Now the whole thing has been set out in a book. The New York Times reported recently on a new book called “Money
Changes Everything,”
an anthology edited by Elissa
Schappell and Jenny Offill.

The New York Times: “... issues of money — and the
envy it causes — is creating more financial and psychological distress than we can imagine, psychologists and social scientists say. We overspend to keep up with neighbours and friends; take jobs we’re not happy at to keep up a lifestyle we think we should have; and compulsively watch television shows that flaunt multimillion-dollar homes and exotic vacations.”

As a result of the explosion of credit that has caused this mountain of debt, the distinction between who is rich, and who isn’t has been significantly blurred. Probably, one of the reasons for the increase in social antagonism between those that have absolutely nothing, and the much larger number of – actually working class people – that appear now to be rich, to have lots of possessions etc. People can live, what would formally have been, the lifestyle of the relatively rich even though by any rational definition they are not. With banks and building societies offering loans on five times earnings, and for virtually unlimited periods even people on average earnings or even below can borrow huge sums of money that other than in London and the South-East allow people to buy houses that would formally only have been within the scope of the rich, or upper middle class. The result has been a spiral in house prices. That in turn has meant that those people that were able to buy houses in the 1960’s or 1970’s – often in the North for around £1,000 - £2,000, now find themselves as they approach retirement, with considerable assets. The house price was inflated away by the inflation of the 1970’s and early 80’s, meaning the mortgage was cleared, and a large amount of disposable income could be saved. The consequence now is all of the adverts for “equity release” for such people, encouraging such people to sell all or part of their house – usually at some knock-down value – in order to get cash now to make up for the fall in state pension, or to maintain a fairly affluent lifestyle. At the same time those that were unable, or chose not to buy during that period have found themselves well and truly screwed in comparison. And seeing such people continuing to enjoy such a lifestyle not only increases social tension – actually against people of their own class rather than any anger being directed against the capitalist class – but also encourages further borrowing by others to try to keep up. For younger people that have not had this historical advantage the example of this lifestyle merely encourages borrowing in the first place, and with every new electrical gadget, every new fad in motor vehicles, every new accoutrement for improving the house, the need to keep up with the Jones’s means borrowing money to do it, whilst nether realises the Jones’s didn’t have any money either, but were also loaded with debt.

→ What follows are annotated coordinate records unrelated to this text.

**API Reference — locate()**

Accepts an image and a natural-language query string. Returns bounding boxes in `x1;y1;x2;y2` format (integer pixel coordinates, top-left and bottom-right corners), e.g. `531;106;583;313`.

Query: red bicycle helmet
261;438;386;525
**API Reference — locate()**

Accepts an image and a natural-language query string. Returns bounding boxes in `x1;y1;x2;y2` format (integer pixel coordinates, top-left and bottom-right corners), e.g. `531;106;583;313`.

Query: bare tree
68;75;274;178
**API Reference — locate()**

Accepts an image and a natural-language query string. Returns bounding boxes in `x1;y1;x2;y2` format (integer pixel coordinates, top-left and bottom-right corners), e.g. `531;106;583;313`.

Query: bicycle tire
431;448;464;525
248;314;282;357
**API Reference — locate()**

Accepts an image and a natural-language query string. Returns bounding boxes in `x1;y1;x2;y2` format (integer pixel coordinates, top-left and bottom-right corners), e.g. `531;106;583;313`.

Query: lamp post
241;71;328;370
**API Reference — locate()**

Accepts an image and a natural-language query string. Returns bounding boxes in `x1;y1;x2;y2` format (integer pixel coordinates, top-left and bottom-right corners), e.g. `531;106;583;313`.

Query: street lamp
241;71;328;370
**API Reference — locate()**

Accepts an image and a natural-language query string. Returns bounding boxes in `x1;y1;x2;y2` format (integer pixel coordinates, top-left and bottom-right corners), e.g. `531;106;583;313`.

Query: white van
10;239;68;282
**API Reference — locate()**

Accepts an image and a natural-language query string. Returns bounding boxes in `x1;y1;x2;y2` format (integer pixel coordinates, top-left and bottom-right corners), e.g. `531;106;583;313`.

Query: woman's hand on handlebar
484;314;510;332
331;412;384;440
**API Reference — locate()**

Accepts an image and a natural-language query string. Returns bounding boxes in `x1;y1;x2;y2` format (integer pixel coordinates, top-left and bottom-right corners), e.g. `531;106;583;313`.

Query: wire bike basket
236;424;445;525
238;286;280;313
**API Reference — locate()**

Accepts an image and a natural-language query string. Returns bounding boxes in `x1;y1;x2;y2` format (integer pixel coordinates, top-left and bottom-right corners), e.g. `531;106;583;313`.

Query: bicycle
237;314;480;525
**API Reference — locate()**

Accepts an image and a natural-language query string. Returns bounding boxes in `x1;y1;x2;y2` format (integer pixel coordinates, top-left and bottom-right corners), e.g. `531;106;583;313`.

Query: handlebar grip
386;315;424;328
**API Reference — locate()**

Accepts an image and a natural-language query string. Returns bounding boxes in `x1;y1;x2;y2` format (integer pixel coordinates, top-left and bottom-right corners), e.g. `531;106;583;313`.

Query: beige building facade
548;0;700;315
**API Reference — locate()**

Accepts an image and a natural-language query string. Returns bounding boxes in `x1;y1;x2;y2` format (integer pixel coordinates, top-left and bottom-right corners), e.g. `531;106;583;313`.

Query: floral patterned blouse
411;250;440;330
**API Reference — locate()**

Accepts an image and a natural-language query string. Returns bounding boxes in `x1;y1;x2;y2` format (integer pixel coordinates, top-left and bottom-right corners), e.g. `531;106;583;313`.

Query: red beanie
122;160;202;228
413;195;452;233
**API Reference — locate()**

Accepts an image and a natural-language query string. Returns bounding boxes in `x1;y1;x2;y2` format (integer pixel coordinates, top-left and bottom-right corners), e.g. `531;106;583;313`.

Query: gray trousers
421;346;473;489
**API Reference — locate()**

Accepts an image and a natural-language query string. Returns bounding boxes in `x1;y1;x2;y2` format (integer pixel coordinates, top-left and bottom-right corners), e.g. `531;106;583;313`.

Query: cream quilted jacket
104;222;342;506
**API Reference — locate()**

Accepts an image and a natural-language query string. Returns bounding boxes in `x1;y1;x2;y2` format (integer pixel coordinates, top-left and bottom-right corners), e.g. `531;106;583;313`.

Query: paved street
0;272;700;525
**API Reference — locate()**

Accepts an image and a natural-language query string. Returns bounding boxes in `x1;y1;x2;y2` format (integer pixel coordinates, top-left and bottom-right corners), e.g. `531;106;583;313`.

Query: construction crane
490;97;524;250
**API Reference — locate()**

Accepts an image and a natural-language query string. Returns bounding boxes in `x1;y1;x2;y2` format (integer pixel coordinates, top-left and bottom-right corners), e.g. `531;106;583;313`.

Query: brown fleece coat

“All the ready credit gives of the illusion of living the American dream,” says Schappell. “Economists report that middle-class families are now carrying record levels of credit card debt, going without health insurance and filing for bankruptcy at several times the rate of the early 1980s.”

“Turns out those McMansions and shiny S.U.V.’s have us
mortgaged up to our eyeballs, but until the wolf is truly at the door, you won’t find many of us admitting it.”

“Schappell said she now believes... that the old-fashioned ideal of working hard, saving and gradually making it is a bankrupt one. Instead, the way people envision growing rich, she said, is through a windfall: “a malpractice lawsuit, the lottery or going on a reality show — it’s the new American dream.”